Factors behind Gen Y’s reluctance
Many millennials haven’t started estate planning because they are sandwiched between taking care of their own kids along with their aging parents. About three-fifths of those with such responsibilities say it will be difficult for them to leave assets to their children because of current costs. In addition, millennials are concerned with advancing their careers, paying mortgages and other immediate financial pressures. Thus, creating a legacy goes by the wayside.
In addition to not taking steps to preserve their future wealth, one-third of Gen Y has yet to learn what their parents’ estate plans entail. At the same time, more than half have broached the subject with their parents, suggesting a willingness to discuss it. Nevertheless, just under half don’t expect to receive an inheritance from their parents, and only about half of those who do include it in their own estate planning.
Start with a simple plan
Start with the basics of an estate plan.
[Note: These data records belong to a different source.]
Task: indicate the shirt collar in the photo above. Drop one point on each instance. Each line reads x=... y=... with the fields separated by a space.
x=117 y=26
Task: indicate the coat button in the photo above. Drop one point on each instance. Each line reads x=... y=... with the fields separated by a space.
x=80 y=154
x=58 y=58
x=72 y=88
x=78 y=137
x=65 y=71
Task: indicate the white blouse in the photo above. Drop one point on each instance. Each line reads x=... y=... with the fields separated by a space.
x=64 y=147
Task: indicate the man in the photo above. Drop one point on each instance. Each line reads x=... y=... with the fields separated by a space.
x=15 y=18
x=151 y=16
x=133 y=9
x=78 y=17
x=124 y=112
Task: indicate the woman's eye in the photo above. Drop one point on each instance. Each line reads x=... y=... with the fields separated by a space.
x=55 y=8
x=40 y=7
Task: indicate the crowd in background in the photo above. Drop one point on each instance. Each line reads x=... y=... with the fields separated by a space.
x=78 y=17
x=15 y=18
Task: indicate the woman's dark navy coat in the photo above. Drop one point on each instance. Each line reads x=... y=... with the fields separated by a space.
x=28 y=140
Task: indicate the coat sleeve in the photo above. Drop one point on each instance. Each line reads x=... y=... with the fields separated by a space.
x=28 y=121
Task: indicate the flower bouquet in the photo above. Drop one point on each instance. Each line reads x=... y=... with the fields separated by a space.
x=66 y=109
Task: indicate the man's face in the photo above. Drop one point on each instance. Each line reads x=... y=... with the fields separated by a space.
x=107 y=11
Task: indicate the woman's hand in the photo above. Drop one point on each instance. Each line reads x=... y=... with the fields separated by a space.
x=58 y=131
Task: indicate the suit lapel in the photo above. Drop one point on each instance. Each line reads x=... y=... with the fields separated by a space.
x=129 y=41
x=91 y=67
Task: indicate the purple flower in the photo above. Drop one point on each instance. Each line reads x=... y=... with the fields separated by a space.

Developing a plan to provide income for your spouse and children, along with guardianship for minors, are crucial elements. Such moves can give you peace of mind should you die unexpectedly.
You should review your estate plan every few years to determine if it still meets your needs. The only elements that cannot change are irrevocable trusts. Also, consider speaking to your parents about their plans, even if you don’t expect an inheritance. Knowing what they have in store for your family can make the future less uncertain.